In her speech on June 6 in the House of Commons, Minister Freeland stated that Canada must pursue foreign policy, one that advocates cooperation on a multitude of fronts, such as supporting a rules-based international order, investing in our military and strengthening trade relationships.

I note that Minister Freeland focused her attention on our western allies, such as NATO, the EU and NAFTA, but she hardly mentioned the two most important institutions that we have always worked with, and that is the Commonwealth and La Francophonie. Has our focus changed? Are we not going to be working as much with the Commonwealth and La Francophonie? What is our focus now?

Hon. Peter Harder (Government Representative in the Senate): I thank the honourable senator for her question.

The references made to multilateral institutions are not an exhaustive list; it is representative of the government’s participation in multilateral organizations.
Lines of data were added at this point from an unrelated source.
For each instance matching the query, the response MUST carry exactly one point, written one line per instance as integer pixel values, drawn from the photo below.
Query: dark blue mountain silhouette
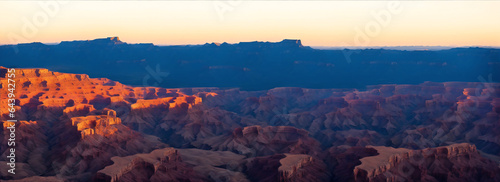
(253, 65)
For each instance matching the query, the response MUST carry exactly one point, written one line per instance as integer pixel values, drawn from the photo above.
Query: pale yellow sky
(316, 23)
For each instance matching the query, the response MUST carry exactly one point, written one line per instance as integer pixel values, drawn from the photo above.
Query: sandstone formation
(75, 128)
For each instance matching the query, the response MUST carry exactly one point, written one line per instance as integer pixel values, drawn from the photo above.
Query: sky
(316, 23)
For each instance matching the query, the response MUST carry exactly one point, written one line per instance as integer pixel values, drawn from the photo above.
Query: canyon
(76, 128)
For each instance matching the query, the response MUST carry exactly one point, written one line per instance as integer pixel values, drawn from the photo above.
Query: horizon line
(231, 43)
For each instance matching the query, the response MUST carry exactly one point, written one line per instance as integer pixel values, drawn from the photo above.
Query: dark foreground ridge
(253, 65)
(76, 128)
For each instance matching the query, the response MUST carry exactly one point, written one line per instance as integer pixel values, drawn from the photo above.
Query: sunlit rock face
(72, 128)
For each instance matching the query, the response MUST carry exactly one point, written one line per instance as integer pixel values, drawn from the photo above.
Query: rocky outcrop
(260, 141)
(300, 167)
(171, 164)
(71, 126)
(458, 162)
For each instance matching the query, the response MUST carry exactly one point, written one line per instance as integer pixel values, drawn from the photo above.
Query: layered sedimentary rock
(260, 141)
(72, 126)
(171, 164)
(457, 162)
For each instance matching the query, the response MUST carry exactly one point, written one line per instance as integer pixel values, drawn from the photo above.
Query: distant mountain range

Certainly the Prime Minister’s participation last year at the francophone summit in Madagascar is an indication of the Prime Minister and his government’s commitment to La Francophonie. The support for and dedication of the new Secretary-General of La Francophonie in the person of the Right Honourable Michaëlle Jean is an expression of Canada’s commitment to multilateralism, and similarly with respect to the Commonwealth heads of government, which the Prime Minister has been and will continue to participate in.

I think the context of the minister’s excellent foreign policy outline describes the appropriate Canadian participation in this wide range of multilateral institutions, and her vigorous defence of multilateralism is at the heart of Canada’s foreign policy interests.

Senator Jaffer: I have a supplementary question. Leader, I think I’ve almost memorized the minister’s speech, and I am most disappointed because when the new government came in, we said Canada was back. That was not a speech of Canada is back. That was a speech of Canada working with western allies, increasing our military and doing trade. I’m convinced that was not a speech of Canada is back because you don’t even mention the Africa Union. We do so much work with them, yet it is not a multilateral organization the minister deemed necessary to mention. Is Canada back?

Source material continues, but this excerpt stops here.